About one-third of the reported items were related to sub-optimal
processes that needed to be fixed. In other words, they reported
instances of PD that had a direct negative consequence to the developers
and their work. Such study provides a preliminary definition, but
without a full empirical investigation to support it.
In summary, PD, similarly to TD, is potentially a harmful phenomenon
affecting software practitioners’ performance and the quality of
software. Despite this, there is a knowledge gap about PD.

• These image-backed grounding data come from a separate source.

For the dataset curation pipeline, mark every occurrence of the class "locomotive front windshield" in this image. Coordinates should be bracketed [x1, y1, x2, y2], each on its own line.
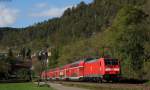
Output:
[104, 59, 118, 65]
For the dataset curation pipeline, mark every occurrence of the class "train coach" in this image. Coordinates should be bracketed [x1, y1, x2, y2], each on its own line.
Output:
[41, 57, 120, 82]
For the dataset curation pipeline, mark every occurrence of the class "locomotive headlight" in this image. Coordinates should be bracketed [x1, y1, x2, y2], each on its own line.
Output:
[114, 68, 120, 71]
[105, 68, 111, 71]
[105, 68, 120, 71]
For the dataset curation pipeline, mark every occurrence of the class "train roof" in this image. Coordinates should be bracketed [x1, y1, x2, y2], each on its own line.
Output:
[70, 60, 84, 65]
[84, 57, 99, 62]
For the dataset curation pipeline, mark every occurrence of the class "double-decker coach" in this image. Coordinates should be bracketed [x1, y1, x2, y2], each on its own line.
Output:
[47, 70, 53, 80]
[67, 60, 84, 80]
[53, 68, 60, 80]
[59, 65, 70, 80]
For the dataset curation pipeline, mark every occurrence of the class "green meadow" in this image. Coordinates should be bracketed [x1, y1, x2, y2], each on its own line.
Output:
[0, 83, 54, 90]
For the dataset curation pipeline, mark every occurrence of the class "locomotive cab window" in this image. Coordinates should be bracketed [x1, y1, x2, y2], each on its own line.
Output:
[104, 59, 118, 65]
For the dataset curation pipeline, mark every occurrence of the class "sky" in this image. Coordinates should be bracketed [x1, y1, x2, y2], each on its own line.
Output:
[0, 0, 93, 28]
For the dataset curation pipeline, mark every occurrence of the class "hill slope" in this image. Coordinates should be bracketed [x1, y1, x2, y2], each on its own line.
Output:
[0, 0, 147, 49]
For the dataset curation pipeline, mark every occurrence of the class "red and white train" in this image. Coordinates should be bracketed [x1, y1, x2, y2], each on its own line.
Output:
[41, 57, 120, 82]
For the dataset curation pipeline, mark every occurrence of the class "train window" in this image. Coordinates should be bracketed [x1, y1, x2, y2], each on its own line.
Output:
[104, 59, 118, 65]
[71, 63, 78, 67]
[85, 57, 98, 62]
[112, 60, 118, 65]
[85, 58, 94, 61]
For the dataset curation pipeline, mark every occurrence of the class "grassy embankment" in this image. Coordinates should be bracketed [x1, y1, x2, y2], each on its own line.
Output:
[0, 83, 54, 90]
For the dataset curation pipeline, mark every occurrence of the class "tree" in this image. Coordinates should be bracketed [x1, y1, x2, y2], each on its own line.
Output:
[16, 68, 31, 81]
[104, 6, 148, 79]
[8, 48, 14, 57]
[32, 56, 43, 86]
[49, 48, 59, 68]
[20, 47, 32, 60]
[0, 60, 10, 80]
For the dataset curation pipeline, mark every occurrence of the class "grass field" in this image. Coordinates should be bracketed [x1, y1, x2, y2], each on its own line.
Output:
[0, 83, 54, 90]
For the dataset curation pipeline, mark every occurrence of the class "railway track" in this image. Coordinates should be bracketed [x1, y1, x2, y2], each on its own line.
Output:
[49, 81, 150, 89]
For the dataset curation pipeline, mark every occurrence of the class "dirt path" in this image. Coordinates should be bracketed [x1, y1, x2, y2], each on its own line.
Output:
[48, 82, 89, 90]
[36, 82, 89, 90]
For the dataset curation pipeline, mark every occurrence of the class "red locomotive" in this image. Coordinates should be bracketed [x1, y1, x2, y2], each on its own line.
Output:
[41, 57, 120, 82]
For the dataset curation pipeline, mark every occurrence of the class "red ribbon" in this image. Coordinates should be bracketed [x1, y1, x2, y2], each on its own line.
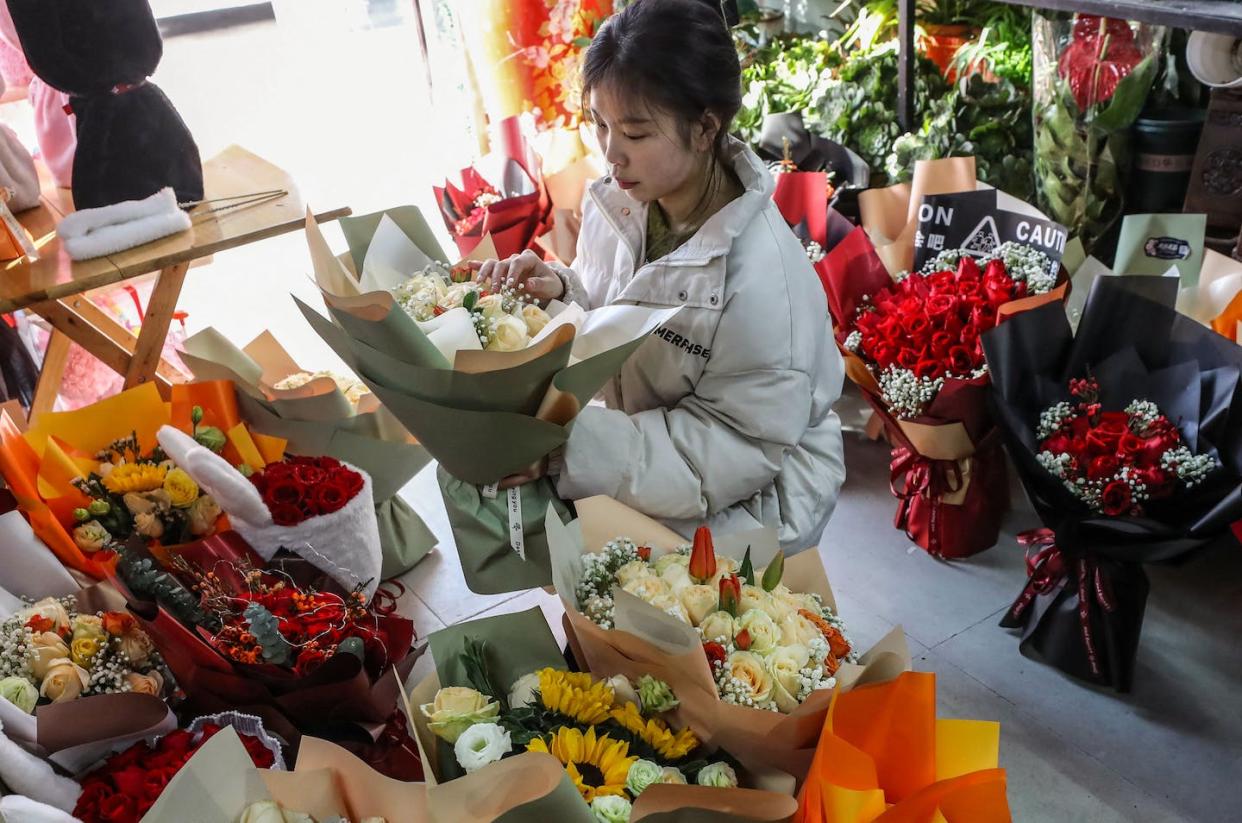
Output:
[370, 579, 408, 617]
[1007, 528, 1118, 678]
[890, 447, 965, 557]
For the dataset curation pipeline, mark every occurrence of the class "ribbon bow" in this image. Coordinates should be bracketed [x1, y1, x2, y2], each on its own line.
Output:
[1006, 528, 1118, 678]
[890, 447, 966, 557]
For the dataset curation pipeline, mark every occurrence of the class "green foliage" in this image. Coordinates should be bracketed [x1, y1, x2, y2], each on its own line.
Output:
[462, 636, 502, 705]
[244, 602, 293, 665]
[117, 539, 221, 632]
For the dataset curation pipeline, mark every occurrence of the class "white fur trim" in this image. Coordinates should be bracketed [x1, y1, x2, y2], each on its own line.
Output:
[58, 187, 190, 261]
[0, 795, 83, 823]
[155, 426, 383, 599]
[0, 717, 81, 813]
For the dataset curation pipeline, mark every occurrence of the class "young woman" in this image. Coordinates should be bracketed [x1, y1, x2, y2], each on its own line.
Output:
[475, 0, 845, 552]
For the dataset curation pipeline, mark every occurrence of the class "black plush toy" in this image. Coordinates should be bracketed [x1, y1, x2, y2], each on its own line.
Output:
[6, 0, 203, 209]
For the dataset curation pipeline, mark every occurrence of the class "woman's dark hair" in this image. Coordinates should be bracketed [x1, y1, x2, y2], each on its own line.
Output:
[582, 0, 742, 163]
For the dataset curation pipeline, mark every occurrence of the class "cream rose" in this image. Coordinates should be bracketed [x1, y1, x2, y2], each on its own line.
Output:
[725, 651, 773, 704]
[420, 686, 500, 744]
[615, 559, 654, 588]
[117, 630, 154, 668]
[40, 659, 89, 703]
[739, 585, 774, 617]
[188, 494, 223, 536]
[508, 672, 542, 709]
[647, 593, 690, 623]
[737, 609, 781, 655]
[767, 644, 811, 713]
[124, 671, 164, 696]
[708, 557, 741, 589]
[521, 303, 551, 336]
[679, 584, 718, 626]
[606, 674, 641, 708]
[485, 314, 530, 352]
[698, 611, 737, 644]
[28, 632, 70, 680]
[18, 599, 71, 634]
[72, 521, 111, 552]
[133, 511, 165, 540]
[475, 293, 508, 320]
[651, 552, 689, 575]
[441, 282, 475, 310]
[659, 564, 693, 595]
[780, 612, 824, 648]
[623, 575, 670, 604]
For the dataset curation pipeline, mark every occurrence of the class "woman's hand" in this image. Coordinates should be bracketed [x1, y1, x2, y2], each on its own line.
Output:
[497, 456, 548, 490]
[471, 249, 565, 305]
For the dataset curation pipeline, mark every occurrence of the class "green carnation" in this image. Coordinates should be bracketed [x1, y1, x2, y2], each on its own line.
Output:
[637, 675, 678, 714]
[194, 425, 228, 453]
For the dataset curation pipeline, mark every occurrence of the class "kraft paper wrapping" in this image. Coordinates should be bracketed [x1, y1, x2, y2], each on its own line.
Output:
[859, 158, 977, 275]
[546, 497, 911, 780]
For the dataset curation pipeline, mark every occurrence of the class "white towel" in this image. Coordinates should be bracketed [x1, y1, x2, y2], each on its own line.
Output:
[0, 795, 83, 823]
[0, 717, 81, 813]
[57, 187, 191, 261]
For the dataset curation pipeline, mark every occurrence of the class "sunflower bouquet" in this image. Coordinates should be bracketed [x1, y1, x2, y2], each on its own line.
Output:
[408, 609, 799, 823]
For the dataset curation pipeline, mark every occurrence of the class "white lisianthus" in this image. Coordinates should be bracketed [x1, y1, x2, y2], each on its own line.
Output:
[680, 584, 718, 626]
[767, 644, 811, 713]
[696, 762, 738, 789]
[486, 315, 531, 352]
[607, 674, 641, 708]
[736, 609, 781, 655]
[454, 722, 512, 773]
[508, 672, 542, 709]
[698, 611, 737, 644]
[616, 559, 654, 588]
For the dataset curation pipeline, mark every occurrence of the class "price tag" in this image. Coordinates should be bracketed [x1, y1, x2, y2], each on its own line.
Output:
[480, 482, 499, 499]
[507, 487, 525, 560]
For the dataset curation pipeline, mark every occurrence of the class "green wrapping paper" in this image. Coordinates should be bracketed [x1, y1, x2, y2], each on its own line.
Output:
[297, 208, 678, 593]
[179, 328, 437, 577]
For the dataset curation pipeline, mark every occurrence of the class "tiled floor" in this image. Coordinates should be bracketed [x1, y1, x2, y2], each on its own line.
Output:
[13, 12, 1239, 822]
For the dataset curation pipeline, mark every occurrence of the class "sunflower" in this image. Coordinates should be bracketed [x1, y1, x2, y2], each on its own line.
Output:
[538, 668, 616, 725]
[103, 463, 167, 494]
[527, 726, 636, 802]
[609, 702, 700, 760]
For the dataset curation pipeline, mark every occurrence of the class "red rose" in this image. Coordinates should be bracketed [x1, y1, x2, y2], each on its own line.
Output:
[914, 358, 944, 380]
[1087, 455, 1120, 481]
[1086, 418, 1129, 454]
[1099, 411, 1129, 427]
[310, 484, 348, 515]
[702, 641, 727, 670]
[263, 476, 306, 507]
[293, 647, 330, 676]
[1141, 433, 1179, 465]
[871, 342, 898, 368]
[930, 331, 953, 357]
[956, 256, 981, 282]
[240, 734, 277, 768]
[970, 303, 997, 331]
[1118, 433, 1145, 459]
[1100, 480, 1133, 516]
[945, 346, 974, 374]
[335, 468, 365, 497]
[900, 312, 931, 339]
[982, 258, 1007, 280]
[110, 764, 148, 798]
[957, 279, 982, 299]
[316, 456, 343, 470]
[896, 349, 920, 370]
[878, 316, 904, 344]
[295, 464, 327, 486]
[983, 272, 1015, 307]
[269, 502, 307, 526]
[926, 271, 956, 291]
[97, 791, 138, 823]
[73, 781, 116, 819]
[1042, 432, 1074, 456]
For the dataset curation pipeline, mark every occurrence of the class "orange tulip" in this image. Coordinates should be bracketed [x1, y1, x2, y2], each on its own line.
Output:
[719, 573, 742, 617]
[689, 525, 717, 582]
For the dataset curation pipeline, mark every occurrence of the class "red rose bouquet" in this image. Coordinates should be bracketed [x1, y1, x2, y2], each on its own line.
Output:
[72, 717, 278, 823]
[824, 227, 1064, 558]
[1035, 377, 1218, 517]
[248, 455, 365, 527]
[984, 276, 1242, 691]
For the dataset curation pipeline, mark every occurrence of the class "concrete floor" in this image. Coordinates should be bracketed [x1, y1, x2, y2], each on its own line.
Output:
[8, 9, 1239, 820]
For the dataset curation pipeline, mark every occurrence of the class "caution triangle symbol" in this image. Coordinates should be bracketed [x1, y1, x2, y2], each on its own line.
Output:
[961, 215, 1001, 257]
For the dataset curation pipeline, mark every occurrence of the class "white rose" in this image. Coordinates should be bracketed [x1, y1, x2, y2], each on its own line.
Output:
[441, 282, 475, 309]
[698, 611, 737, 644]
[696, 762, 739, 789]
[780, 612, 824, 648]
[679, 584, 718, 626]
[708, 557, 741, 589]
[648, 593, 691, 623]
[651, 552, 689, 575]
[623, 575, 670, 604]
[606, 674, 641, 708]
[739, 585, 773, 617]
[764, 592, 795, 623]
[521, 303, 551, 336]
[475, 293, 507, 320]
[237, 800, 288, 823]
[17, 598, 71, 634]
[615, 559, 653, 588]
[767, 644, 810, 713]
[409, 272, 449, 302]
[486, 314, 530, 352]
[508, 672, 542, 709]
[454, 722, 512, 773]
[737, 609, 781, 655]
[660, 563, 693, 594]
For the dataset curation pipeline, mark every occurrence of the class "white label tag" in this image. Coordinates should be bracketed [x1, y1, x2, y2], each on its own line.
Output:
[480, 482, 499, 499]
[507, 486, 525, 560]
[0, 201, 38, 262]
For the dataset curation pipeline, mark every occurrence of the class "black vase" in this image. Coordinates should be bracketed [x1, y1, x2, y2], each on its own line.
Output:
[6, 0, 204, 209]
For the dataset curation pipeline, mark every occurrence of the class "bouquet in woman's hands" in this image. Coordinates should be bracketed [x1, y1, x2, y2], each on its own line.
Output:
[983, 275, 1242, 691]
[299, 209, 678, 595]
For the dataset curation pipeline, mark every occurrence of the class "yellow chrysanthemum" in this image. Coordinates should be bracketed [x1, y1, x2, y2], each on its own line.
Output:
[102, 463, 167, 494]
[609, 702, 700, 760]
[526, 726, 636, 803]
[538, 668, 616, 725]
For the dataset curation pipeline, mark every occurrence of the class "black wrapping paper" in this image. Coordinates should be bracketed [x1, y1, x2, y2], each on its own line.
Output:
[7, 0, 203, 208]
[982, 276, 1242, 691]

In this paper, we aim to address this gap by exploring PD through an
empirical study by gathering experiences from practitioners in four
international software companies. In particular, we investigated the
following research questions:
RQ1: What is Process Debt?
RQ1.1: How can Process Debt be defined?
RQ1.2: What types of Process Debt exist?
RQ2: How does Process Debt occur?
RQ2.1: How is Process Debt accumulated?
RQ2.2: What are the causes of Process Debt?
RQ2.3: What causes are the most common?
RQ2.4: What are the negative consequences of Process Debt?
RQ2.5: What consequences are the most harmful?
RQ3 How can PD be managed?
RQ3.1 What mitigation strategies do companies use to manage PD? (results
from interviews, longitudinal and workshop)
RQ3.2 What mitigation strategies are still missing to manage PD?
RQ4 Time dimension (results from longitudinal case study)
R4: How did PD change over time, and how was it managed?
First
and foremost, PD needs to be understood and defined. This would help
facilitate reasoning and provide a clear reference point of PD (RQ1).
Then, we need to understand how PD occurs in practice, including causes
and consequences, and which types of PD are more frequent and impactful.
In other words, we need to understand the state of practice of PD (RQ2),
which would help both recognize PD for practitioners as well as present
a baseline to collect novel results in the future and develop novel
techniques. In this regard, PD needs to be managed, which requires
mitigation strategies to avoid, repay or mitigate the occurrence of PD
(RQ3): we need to understand both the state of the practice, but also
what is needed in the foreseeable future. Finally, we need to understand
how PD occurs and is explicitly managed by looking at its evolution over
time (RQ4).
The main contributions are:
- a comprehensive framework to practically and theoretically reason
about PD, including:
- causes, consequences and types of PD
- occurrence patterns and evolution of PD over time
- a survey of the state of practice for PD management in five companies
- evidence of concrete instances covering each type of PD
- mitigation strategies to manage PD
- extensive validation of results by triangulating methods and sources
across contexts
The remainder of this paper is organized as follows. First, we outline
existing key concepts, for example, related to software process
improvement. Then we present our methodology, and we report the results
in the same order as the RQs. Then we discuss the results, limitations
and related work, and we conclude with our final remarks.